Sunday, July 18, 2010

Microsoft is creating the ultimate mobile music service

Microsoft confirmed that Windows Phone 7 devices, like the last couple generations of Zune players, will be able to sync music, video, and large images with a user's PC over a wireless home network--no sync cable required. Wireless sync is one of my favorite features of the much-maligned Zune.

Microsoft also has an online service called Windows Phone Live that will provide backup for photos, notes, and other information. This service is similar to MyPhone for Windows Mobile 6.5, but will use Microsoft's SkyDrive service (registration required), which offers 25GB of free online storage and is rapidly becoming a very interesting part of Microsoft's arsenal. (SkyDrive also provides a way to send very large virtual attachments through the recently revamped Hotmail, and is the main entry point and storage space for Microsoft's Office Web Apps.)

Microsoft is ready to compete with other cloud-based music services.

Zune Pass is available to users who want a subscription service, which lets you pay a monthly fee for unlimited streams from a catalog of millions. The company hasn't officially said that Zune Pass will be available on Phone 7 devices. However I fully expect to see it on the device.

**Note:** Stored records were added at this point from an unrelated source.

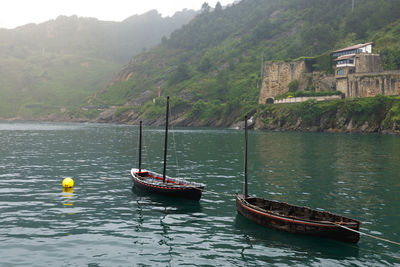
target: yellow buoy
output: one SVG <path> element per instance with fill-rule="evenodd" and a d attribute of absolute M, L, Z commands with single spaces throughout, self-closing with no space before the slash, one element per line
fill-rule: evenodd
<path fill-rule="evenodd" d="M 63 180 L 63 187 L 72 188 L 74 187 L 74 180 L 71 177 L 67 177 Z"/>

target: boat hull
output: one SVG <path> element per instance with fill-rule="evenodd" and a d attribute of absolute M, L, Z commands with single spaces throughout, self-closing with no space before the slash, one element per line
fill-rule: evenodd
<path fill-rule="evenodd" d="M 253 200 L 256 198 L 252 198 Z M 289 233 L 313 235 L 320 237 L 332 238 L 344 242 L 357 243 L 360 239 L 360 235 L 357 232 L 348 230 L 350 228 L 355 231 L 359 231 L 360 222 L 356 220 L 351 220 L 338 215 L 332 216 L 336 218 L 345 218 L 346 220 L 351 220 L 349 222 L 341 222 L 341 226 L 335 222 L 329 221 L 312 221 L 312 220 L 302 220 L 296 216 L 284 216 L 279 215 L 275 212 L 269 212 L 268 210 L 263 210 L 262 208 L 256 207 L 249 204 L 247 199 L 243 195 L 236 195 L 236 208 L 239 214 L 243 215 L 247 219 L 260 224 L 265 227 L 274 228 Z M 266 201 L 264 199 L 258 198 L 258 200 Z M 277 202 L 276 202 L 277 203 Z M 295 208 L 309 209 L 306 207 L 296 207 L 291 206 L 287 203 L 283 205 Z M 321 213 L 323 215 L 330 213 L 324 213 L 319 211 L 314 211 L 316 213 Z M 346 227 L 346 228 L 345 228 Z"/>
<path fill-rule="evenodd" d="M 147 171 L 145 171 L 147 172 Z M 143 172 L 142 172 L 143 173 Z M 190 183 L 184 180 L 177 180 L 167 177 L 167 182 L 162 183 L 162 178 L 157 173 L 147 172 L 149 176 L 139 175 L 134 170 L 131 171 L 132 181 L 134 186 L 142 191 L 159 194 L 169 197 L 185 198 L 199 201 L 204 189 L 203 184 Z M 154 182 L 154 180 L 156 182 Z"/>

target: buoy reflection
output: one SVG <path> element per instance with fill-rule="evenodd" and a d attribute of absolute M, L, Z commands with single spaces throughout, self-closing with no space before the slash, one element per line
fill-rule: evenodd
<path fill-rule="evenodd" d="M 63 187 L 62 193 L 62 204 L 64 206 L 73 206 L 74 202 L 72 199 L 74 198 L 74 189 L 72 187 Z"/>

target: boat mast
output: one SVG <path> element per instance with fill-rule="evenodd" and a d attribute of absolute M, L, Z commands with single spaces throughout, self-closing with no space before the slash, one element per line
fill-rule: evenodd
<path fill-rule="evenodd" d="M 247 191 L 247 116 L 244 117 L 244 197 L 248 197 Z"/>
<path fill-rule="evenodd" d="M 165 183 L 165 172 L 166 172 L 166 169 L 167 169 L 168 113 L 169 113 L 169 96 L 167 96 L 167 112 L 166 112 L 166 115 L 165 115 L 165 143 L 164 143 L 163 183 Z"/>
<path fill-rule="evenodd" d="M 139 123 L 139 172 L 142 171 L 142 121 Z"/>

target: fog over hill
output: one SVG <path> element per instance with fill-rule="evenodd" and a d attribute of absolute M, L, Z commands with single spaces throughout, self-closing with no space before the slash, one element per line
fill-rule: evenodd
<path fill-rule="evenodd" d="M 122 22 L 59 16 L 0 29 L 0 118 L 34 118 L 76 108 L 129 59 L 190 22 L 196 11 L 156 10 Z"/>

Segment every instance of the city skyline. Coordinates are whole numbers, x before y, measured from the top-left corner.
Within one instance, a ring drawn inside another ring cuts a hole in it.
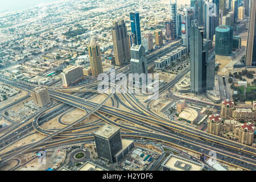
[[[255,170],[255,1],[0,13],[0,171]]]

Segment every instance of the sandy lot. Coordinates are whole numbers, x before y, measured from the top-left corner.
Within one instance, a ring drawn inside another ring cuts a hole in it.
[[[0,108],[2,108],[3,107],[5,106],[10,104],[10,103],[14,102],[24,96],[26,96],[27,94],[27,92],[21,90],[16,88],[16,87],[13,87],[13,88],[14,88],[16,90],[20,90],[21,92],[14,96],[9,97],[9,98],[8,98],[7,100],[1,102],[0,102]]]
[[[86,115],[86,113],[79,109],[75,109],[67,113],[61,118],[61,122],[65,124],[71,124]]]

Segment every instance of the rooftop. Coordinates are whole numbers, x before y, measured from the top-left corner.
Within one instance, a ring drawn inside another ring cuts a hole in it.
[[[182,119],[193,122],[197,118],[198,113],[195,109],[189,107],[185,107],[179,117]]]
[[[243,129],[247,129],[248,131],[254,130],[255,126],[251,123],[243,123],[241,125],[241,127]]]
[[[226,26],[221,25],[216,27],[216,31],[220,32],[227,32],[230,31],[230,28]]]
[[[119,130],[119,128],[105,124],[102,127],[100,128],[100,129],[95,131],[94,134],[108,138]]]
[[[87,162],[84,166],[78,171],[108,171],[108,169],[104,168],[103,167],[96,166],[96,164]]]
[[[221,117],[217,114],[212,114],[209,116],[209,119],[214,122],[219,122],[221,120]]]
[[[222,104],[225,105],[225,106],[229,105],[230,106],[234,105],[234,102],[232,102],[228,99],[226,100],[222,101]]]
[[[181,156],[170,155],[162,164],[174,171],[201,171],[204,165]]]

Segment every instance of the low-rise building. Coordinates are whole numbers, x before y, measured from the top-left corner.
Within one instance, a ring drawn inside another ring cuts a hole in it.
[[[255,126],[251,123],[242,124],[236,128],[235,133],[238,136],[238,142],[250,145],[254,140]]]
[[[195,109],[189,107],[185,107],[179,117],[193,125],[197,119],[198,113]]]
[[[179,100],[176,104],[177,112],[180,113],[183,109],[185,108],[185,102],[184,100]]]
[[[63,70],[61,73],[62,83],[64,86],[68,86],[84,76],[81,66],[72,66]]]
[[[229,100],[222,101],[221,104],[221,116],[224,118],[229,118],[232,117],[232,112],[234,109],[234,102]]]
[[[233,111],[232,117],[240,122],[250,122],[255,120],[255,112],[251,109],[237,108]]]
[[[170,155],[161,164],[163,171],[202,171],[204,164],[184,157]]]
[[[43,107],[51,102],[48,90],[45,88],[36,88],[31,92],[31,95],[34,102],[40,107]]]

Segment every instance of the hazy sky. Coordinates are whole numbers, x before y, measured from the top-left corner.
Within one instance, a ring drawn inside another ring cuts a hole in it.
[[[56,0],[0,0],[0,13],[23,10],[43,3]]]

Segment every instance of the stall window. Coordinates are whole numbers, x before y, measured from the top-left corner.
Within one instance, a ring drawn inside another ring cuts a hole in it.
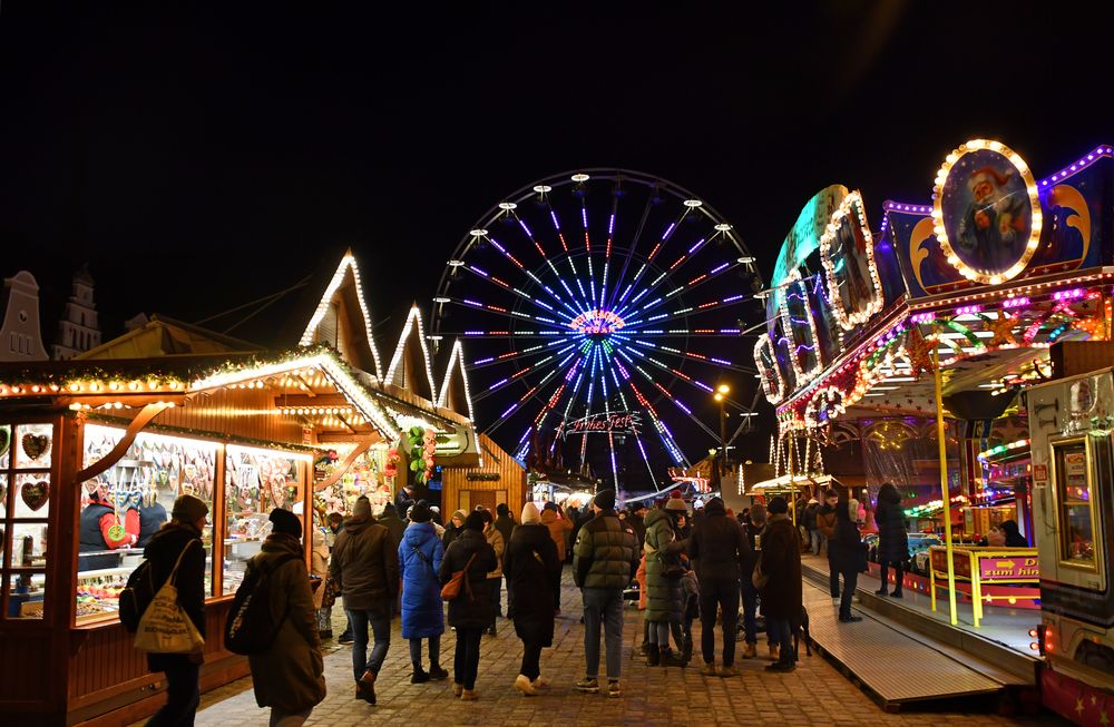
[[[1098,570],[1091,454],[1085,439],[1053,444],[1059,560],[1066,566]]]
[[[6,619],[41,619],[53,425],[0,425],[0,549]]]
[[[84,466],[107,454],[124,430],[87,424]],[[115,617],[120,590],[143,561],[143,549],[169,520],[174,500],[193,494],[209,505],[205,592],[212,595],[213,484],[218,446],[140,433],[111,468],[80,491],[77,621]]]
[[[301,502],[310,458],[273,450],[229,444],[225,460],[223,590],[234,593],[244,580],[247,561],[271,532],[271,510],[302,513]],[[305,521],[302,522],[305,531]]]

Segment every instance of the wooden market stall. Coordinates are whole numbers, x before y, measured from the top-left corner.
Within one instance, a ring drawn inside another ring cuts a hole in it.
[[[204,691],[247,674],[246,659],[224,648],[223,625],[271,509],[320,511],[321,495],[358,463],[365,469],[356,492],[393,494],[394,478],[369,453],[400,443],[410,423],[437,431],[444,464],[468,464],[475,450],[470,412],[380,371],[351,254],[291,347],[240,345],[166,318],[145,328],[77,360],[0,365],[6,717],[119,725],[165,700],[162,675],[147,671],[116,609],[143,542],[178,494],[209,504]],[[412,357],[408,332],[399,366]],[[447,390],[459,393],[452,382],[460,375],[450,366]],[[335,456],[321,477],[315,463],[329,450]],[[86,542],[82,523],[106,515],[116,518],[124,544]]]

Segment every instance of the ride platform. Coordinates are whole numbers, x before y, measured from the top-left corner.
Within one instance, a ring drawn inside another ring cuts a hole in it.
[[[862,621],[841,623],[839,608],[828,592],[827,561],[811,560],[803,563],[803,595],[812,640],[887,711],[917,703],[1006,697],[1033,688],[1035,659],[1003,646],[1000,650],[1012,655],[999,660],[994,645],[980,644],[981,654],[976,655],[965,649],[961,640],[949,642],[920,632],[905,621],[863,608],[871,603],[869,599],[882,600],[872,592],[868,596],[866,588],[858,589],[863,602],[853,607]],[[867,583],[871,591],[878,588],[872,579]]]

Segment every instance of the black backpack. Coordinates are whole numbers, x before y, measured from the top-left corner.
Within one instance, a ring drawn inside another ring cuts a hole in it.
[[[131,633],[139,629],[139,619],[155,598],[155,574],[149,560],[128,576],[128,583],[120,591],[120,623]]]
[[[247,569],[244,582],[236,589],[228,620],[224,625],[224,646],[233,654],[262,654],[274,644],[278,629],[290,612],[290,605],[275,622],[271,616],[270,576],[292,560],[301,559],[297,556],[283,556],[273,566],[265,559],[260,559],[256,561],[258,566]]]

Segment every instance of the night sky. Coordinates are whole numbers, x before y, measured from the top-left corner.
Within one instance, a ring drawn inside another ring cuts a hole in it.
[[[0,274],[60,299],[88,263],[108,336],[351,246],[389,351],[480,215],[568,169],[687,187],[769,276],[829,184],[862,189],[877,228],[969,138],[1037,175],[1114,141],[1114,12],[1091,3],[19,4],[0,9]]]

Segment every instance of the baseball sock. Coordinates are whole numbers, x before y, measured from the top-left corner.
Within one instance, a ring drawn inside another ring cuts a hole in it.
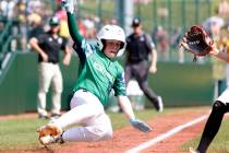
[[[207,119],[204,132],[197,146],[197,151],[200,153],[206,152],[207,148],[209,146],[210,142],[213,141],[220,128],[222,117],[226,111],[227,106],[224,103],[219,101],[215,102],[213,110]]]

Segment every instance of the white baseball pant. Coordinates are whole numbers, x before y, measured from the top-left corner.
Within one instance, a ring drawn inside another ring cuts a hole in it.
[[[53,123],[63,129],[64,141],[92,142],[112,138],[112,126],[104,106],[94,94],[84,90],[74,93],[71,110]]]
[[[39,115],[46,116],[46,94],[51,84],[52,87],[52,114],[60,114],[61,93],[62,93],[62,74],[58,63],[40,62],[39,72],[39,91],[37,95],[37,111]]]

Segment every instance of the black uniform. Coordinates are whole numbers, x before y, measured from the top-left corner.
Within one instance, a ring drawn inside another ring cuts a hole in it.
[[[126,38],[126,63],[125,63],[125,81],[135,79],[146,97],[159,109],[158,96],[148,86],[147,76],[150,67],[150,57],[154,44],[149,35],[142,34],[140,36],[131,34]]]

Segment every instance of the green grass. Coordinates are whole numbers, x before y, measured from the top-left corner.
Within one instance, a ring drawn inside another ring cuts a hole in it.
[[[229,118],[222,121],[219,132],[217,133],[213,142],[210,143],[209,149],[207,150],[207,153],[228,153],[229,152],[228,127],[229,127]],[[201,134],[202,133],[200,133],[200,136],[196,139],[191,140],[188,143],[183,144],[181,149],[183,151],[188,151],[190,146],[195,149],[200,142]]]

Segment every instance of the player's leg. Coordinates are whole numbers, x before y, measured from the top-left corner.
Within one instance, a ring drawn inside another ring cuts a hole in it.
[[[148,61],[142,61],[134,67],[134,75],[141,90],[144,92],[145,96],[152,102],[158,111],[162,111],[162,99],[158,96],[149,86],[147,82],[148,76]]]
[[[61,109],[61,93],[63,89],[62,83],[62,74],[60,71],[59,66],[53,67],[55,75],[52,78],[52,108],[51,108],[51,116],[58,117],[60,116]]]
[[[86,125],[86,127],[70,128],[75,125]],[[109,139],[112,134],[110,120],[105,114],[99,99],[92,93],[83,90],[77,91],[72,97],[70,111],[46,125],[45,128],[41,127],[39,133],[52,137],[48,137],[47,140],[44,139],[46,142],[43,142],[41,137],[39,138],[40,142],[43,144],[52,143],[52,138],[56,136],[57,138],[61,137],[59,131],[65,131],[62,133],[62,137],[68,141],[89,141],[92,138],[96,141]],[[73,133],[74,136],[71,136]]]
[[[125,69],[124,69],[124,80],[125,84],[131,80],[132,76],[132,64],[126,63]]]
[[[38,66],[38,94],[37,94],[37,111],[40,118],[48,117],[46,110],[46,94],[50,86],[52,78],[52,69],[50,69],[49,63],[41,62]]]
[[[207,119],[205,125],[203,134],[201,137],[201,141],[197,146],[197,152],[205,153],[217,134],[224,115],[229,110],[229,89],[227,89],[214,103],[212,113]]]
[[[72,97],[71,110],[41,127],[38,132],[41,133],[41,137],[59,133],[56,131],[63,131],[76,123],[89,123],[92,118],[97,118],[101,114],[104,114],[104,107],[99,99],[92,93],[80,90]]]

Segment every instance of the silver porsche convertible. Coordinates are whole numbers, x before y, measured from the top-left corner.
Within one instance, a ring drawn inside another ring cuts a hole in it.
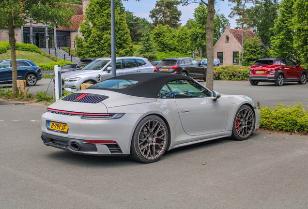
[[[260,119],[248,96],[221,95],[183,75],[130,74],[49,106],[42,116],[41,138],[75,153],[149,163],[179,147],[226,136],[245,140]]]

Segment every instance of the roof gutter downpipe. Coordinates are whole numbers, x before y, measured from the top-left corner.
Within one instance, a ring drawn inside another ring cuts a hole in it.
[[[114,17],[114,0],[111,0],[111,76],[116,77],[115,20]]]
[[[243,33],[242,34],[242,66],[243,66],[243,56],[244,55],[244,22],[242,23],[242,29]]]

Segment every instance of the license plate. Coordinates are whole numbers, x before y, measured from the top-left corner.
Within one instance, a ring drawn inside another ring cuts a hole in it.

For users who want to store their personal music collections in their own online music locker, then stream or download it to their mobile device, Microsoft could add music to the type of material that can be synced with SkyDrive. The easiest way would be to add an option to the Zune PC software that would let users upload their libraries to SkyDrive, then update Phone 7 to enable streaming or downloading from that service. Windows Live ID (formerly Passport) would make the experience relatively seamless--just sign in once from Zune, SkyDrive, or Phone 7, and Microsoft would be able to associate your music in the cloud with all the devices you have.

The third option would be streaming directly from a PC over the Internet to a phone with no intermediary service--like Simplify Media offered before being bought by Google. Here, Microsoft could use the technology from the Remote Media Streaming feature of Windows 7, which lets you stream music and video from your Windows 7 PC's library to any other Windows 7 PC, again using Windows Live ID for authentication. Microsoft would simply put a Remote Media Streaming option into the Zune client software (it's in the Windows Media Player today), then make sure that Phone 7 could connect to it. Bonus: this might be a Windows 7 feature only, spurring upgrades to the new OS.
Many users of Apple's iTunes have already said that they'd be willing to pay for a cloud-based music service from Apple. Imagine if Microsoft launched a similar set of services for free. Surely that would get Apple fans talking, if not switching.